Interestingly enough, contemporary reviewers in the 1850s appear to have been little troubled by this question; they took My Bondage and My Freedom as the kind of autobiographical effort befitting a public figure of Douglass’s achieved stature: The second book, more than three times longer than the first, was read “more as a conventional account of the life of an unusual man than as an antislavery document” in the model of the Narrative (Blassingame, “Introduction to Volume Two,” in The Frederick Douglass Papers. Series 2, vol. 2, p. xxxi). Sales were robust, as they had been with the Narrative: reportedly My Bondage and My Freedom sold 5,000 copies in the first two days it was available (with a thousand copies purchased in its first week in the city of Syracuse alone). A second edition appeared in 1856 and a third in 1857; more than 20,000 copies had been sold by 1860, when the German translation of the book appeared. One might not expect such a success if the book were only a half-hearted rehashing of the Narrative. Nevertheless, as John Blassingame and others have pointed out, twentieth-century readers have often had the tendency to consider My Bondage and My Freedom as no more than a “propagandistic and didactic gloss on Douglass’s ‘real’ self-portrait, the Narrative” (p. xlii). Until recently, the few literary critics who took the time to discuss the book tended to dismiss it as “diffuse and attenuated,” a “flabby” sequel to the pristine and “righteous” Narrative (quoted in Andrews, To Tell a Free Story, pp. 266–267).
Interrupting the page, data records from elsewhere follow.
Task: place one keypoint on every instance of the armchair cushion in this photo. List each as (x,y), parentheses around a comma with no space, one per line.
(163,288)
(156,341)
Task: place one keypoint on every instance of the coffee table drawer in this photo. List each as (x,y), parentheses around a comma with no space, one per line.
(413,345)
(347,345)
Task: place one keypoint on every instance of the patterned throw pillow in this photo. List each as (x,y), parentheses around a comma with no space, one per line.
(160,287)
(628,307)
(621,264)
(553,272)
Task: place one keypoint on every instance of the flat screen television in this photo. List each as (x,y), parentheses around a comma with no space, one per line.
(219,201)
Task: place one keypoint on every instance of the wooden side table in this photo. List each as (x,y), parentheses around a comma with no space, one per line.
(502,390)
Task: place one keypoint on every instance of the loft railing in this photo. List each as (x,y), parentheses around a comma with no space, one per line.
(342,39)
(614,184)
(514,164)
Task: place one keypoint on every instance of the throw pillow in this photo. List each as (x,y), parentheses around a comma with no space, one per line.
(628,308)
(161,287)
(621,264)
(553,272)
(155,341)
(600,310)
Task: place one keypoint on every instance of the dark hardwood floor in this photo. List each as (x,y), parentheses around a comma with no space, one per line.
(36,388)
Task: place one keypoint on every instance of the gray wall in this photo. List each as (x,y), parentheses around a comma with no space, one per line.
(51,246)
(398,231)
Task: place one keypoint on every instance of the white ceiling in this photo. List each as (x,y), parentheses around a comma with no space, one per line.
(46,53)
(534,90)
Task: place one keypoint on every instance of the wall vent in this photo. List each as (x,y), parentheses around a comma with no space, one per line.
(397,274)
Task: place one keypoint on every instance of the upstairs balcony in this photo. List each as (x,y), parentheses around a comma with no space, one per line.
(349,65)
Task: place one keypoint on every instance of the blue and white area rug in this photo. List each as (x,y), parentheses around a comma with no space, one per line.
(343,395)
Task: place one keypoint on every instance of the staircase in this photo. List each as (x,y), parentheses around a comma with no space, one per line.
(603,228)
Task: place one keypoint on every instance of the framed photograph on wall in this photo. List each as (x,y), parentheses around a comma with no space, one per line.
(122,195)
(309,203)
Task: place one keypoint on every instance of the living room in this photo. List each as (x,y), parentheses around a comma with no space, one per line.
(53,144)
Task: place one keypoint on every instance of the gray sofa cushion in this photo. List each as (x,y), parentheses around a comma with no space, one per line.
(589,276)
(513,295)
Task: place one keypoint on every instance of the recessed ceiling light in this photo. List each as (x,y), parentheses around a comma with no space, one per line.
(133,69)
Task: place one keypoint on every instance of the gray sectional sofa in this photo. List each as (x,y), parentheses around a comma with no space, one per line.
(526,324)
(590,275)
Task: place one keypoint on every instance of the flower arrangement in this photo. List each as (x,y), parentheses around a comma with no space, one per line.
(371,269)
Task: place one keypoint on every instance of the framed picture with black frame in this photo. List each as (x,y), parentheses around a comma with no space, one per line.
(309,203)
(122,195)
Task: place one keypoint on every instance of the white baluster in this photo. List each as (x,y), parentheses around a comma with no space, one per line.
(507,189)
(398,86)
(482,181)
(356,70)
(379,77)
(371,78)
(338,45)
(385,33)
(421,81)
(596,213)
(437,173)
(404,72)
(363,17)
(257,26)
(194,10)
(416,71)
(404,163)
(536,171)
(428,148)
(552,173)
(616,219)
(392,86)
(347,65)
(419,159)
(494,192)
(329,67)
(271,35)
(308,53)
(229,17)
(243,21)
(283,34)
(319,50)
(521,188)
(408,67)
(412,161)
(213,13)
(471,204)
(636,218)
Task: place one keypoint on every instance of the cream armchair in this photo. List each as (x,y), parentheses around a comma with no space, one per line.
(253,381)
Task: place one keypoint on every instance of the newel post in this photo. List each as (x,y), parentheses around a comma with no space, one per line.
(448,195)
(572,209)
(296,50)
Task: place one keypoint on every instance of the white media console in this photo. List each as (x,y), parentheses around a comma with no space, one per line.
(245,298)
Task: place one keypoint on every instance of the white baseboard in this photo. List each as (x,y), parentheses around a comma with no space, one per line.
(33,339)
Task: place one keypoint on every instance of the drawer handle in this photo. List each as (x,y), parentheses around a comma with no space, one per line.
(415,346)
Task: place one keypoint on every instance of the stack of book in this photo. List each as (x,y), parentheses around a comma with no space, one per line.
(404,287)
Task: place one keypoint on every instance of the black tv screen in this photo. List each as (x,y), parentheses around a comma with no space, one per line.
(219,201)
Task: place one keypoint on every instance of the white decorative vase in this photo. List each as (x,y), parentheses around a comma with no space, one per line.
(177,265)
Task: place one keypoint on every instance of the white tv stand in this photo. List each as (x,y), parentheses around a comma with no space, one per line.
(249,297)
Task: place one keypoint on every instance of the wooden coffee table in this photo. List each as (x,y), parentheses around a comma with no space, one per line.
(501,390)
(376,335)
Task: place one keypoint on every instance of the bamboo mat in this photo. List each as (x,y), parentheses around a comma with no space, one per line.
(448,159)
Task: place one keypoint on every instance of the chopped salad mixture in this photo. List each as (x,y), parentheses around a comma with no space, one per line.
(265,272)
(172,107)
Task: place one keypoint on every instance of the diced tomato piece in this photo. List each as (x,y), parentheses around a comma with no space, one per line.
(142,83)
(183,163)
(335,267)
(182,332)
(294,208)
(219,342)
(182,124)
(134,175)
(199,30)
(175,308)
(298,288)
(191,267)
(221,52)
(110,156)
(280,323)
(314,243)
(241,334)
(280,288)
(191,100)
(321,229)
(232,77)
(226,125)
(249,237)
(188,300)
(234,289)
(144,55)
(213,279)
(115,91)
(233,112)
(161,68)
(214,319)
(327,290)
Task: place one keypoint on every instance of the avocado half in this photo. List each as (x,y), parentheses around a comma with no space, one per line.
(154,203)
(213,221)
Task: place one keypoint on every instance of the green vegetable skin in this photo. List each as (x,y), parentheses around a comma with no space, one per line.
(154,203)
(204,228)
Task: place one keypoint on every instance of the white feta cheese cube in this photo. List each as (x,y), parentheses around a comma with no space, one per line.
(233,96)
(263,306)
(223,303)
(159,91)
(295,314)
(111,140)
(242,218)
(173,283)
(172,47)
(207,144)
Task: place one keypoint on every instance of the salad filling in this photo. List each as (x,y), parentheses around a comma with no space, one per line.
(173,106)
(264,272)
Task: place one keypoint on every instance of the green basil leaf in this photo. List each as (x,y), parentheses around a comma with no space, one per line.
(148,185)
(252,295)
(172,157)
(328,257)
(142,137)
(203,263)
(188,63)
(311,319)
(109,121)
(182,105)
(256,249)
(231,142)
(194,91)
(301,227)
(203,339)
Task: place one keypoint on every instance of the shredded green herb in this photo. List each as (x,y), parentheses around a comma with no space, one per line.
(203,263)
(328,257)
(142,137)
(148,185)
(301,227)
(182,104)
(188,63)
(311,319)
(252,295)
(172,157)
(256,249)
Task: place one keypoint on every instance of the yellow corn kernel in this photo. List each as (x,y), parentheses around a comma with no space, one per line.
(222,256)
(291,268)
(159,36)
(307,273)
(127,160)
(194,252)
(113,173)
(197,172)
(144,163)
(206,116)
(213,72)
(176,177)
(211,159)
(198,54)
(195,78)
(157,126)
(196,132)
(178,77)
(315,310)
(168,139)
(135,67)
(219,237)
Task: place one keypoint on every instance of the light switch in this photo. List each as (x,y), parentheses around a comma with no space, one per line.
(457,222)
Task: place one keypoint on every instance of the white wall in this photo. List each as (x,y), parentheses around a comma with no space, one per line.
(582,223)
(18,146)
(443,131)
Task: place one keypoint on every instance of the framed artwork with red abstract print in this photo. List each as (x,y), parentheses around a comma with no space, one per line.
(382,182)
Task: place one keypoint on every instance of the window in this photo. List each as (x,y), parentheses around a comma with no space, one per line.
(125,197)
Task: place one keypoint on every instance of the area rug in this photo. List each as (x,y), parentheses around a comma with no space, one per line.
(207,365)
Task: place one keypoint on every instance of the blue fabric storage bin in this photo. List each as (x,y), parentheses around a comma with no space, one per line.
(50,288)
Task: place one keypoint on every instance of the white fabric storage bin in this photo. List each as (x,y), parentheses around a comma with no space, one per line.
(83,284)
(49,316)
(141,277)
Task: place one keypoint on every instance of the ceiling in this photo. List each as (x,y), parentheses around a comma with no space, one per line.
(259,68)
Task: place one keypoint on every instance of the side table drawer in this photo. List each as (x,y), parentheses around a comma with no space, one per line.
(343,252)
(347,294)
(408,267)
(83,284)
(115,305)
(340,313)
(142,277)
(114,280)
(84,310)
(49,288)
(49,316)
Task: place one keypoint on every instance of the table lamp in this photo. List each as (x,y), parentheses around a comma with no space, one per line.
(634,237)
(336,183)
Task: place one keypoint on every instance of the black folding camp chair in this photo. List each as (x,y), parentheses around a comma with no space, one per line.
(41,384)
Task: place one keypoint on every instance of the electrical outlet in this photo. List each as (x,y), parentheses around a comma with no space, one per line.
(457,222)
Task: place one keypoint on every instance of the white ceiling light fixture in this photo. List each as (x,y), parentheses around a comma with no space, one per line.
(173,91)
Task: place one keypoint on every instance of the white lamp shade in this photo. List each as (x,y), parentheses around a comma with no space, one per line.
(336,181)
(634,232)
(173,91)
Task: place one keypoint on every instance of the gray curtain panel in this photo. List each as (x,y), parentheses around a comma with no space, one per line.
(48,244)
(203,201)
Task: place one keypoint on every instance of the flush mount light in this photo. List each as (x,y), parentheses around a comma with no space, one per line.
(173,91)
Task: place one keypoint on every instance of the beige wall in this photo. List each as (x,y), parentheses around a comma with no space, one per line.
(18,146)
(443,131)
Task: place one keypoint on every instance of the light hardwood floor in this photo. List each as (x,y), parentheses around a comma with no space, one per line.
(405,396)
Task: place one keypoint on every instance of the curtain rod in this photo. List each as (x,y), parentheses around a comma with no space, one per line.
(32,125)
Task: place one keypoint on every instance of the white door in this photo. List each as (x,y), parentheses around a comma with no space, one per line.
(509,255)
At best, they have characterized the second book as though it were simply a second edition of the Narrative, an update taking into account Douglass’s activities between 1845 and 1855, as when Stephen Butterfield in his 1974 Black Autobiography in America opined blandly that My Bondage and My Freedom “includes most of the material from the early Narrative, with some rewriting, plus the experiences and development that occurred after 1845” (quoted in John David Smith’s “Introduction,” p. xxi).

In the past decade and a half, a handful of scholars such as William Andrews, Eric Sundquist, John Blassingame, John David Smith, and C. Peter Ripley have begun to draw our attention to the importance and independent accomplishment of My Bondage and My Freedom. In the words of Ripley, it is crucial to recognize that Douglass’s three autobiographies—the last, Life and Times of Frederick Douglass, was published in 1881 and revised and expanded in 1893—appeared “at distinct periods of Douglass’s life for different reasons” (p. 5). Andrews, whose work has made the most forceful and sustained case for the significance of Douglass’s second book, has wondered in pointed terms just why the Narrative is so habitually seen not just as prior but as privileged, even authoritative: “If the second autobiography can be seen as the successor of the first, why can’t the Narrative be examined as the precursor of My Bondage and My Freedom?” (To Tell a Free Story, p. 267).

It is necessary to read the two books carefully, side by side, to begin to get a sense of exactly how different they are. Clearly, with its expanded length and its twenty-five chapters in the place of the Narrative’s eleven, the 1855 autobiography is “bigger, roomier, more detailed, and more expository” than its predecessor (Andrews, “Introduction to the 1987 Edition,” p. xvii). But more significantly, even given the parallels in narrative, argument, and phrasing, My Bondage and My Freedom is written from an entirely different vantage point—one might almost say that it is composed by an entirely different writer. If the second book contains a more mature style, it is directly related to what Douglass had been doing over the past decade: not just speaking against slavery, traveling the country, and raising subscriptions for abolitionist periodicals such as the Liberator, but also reading and writing—that is, giving himself a thorough training in literature and journalism, in a way that (for obvious reasons) he had never had the chance to do before composing the Narrative.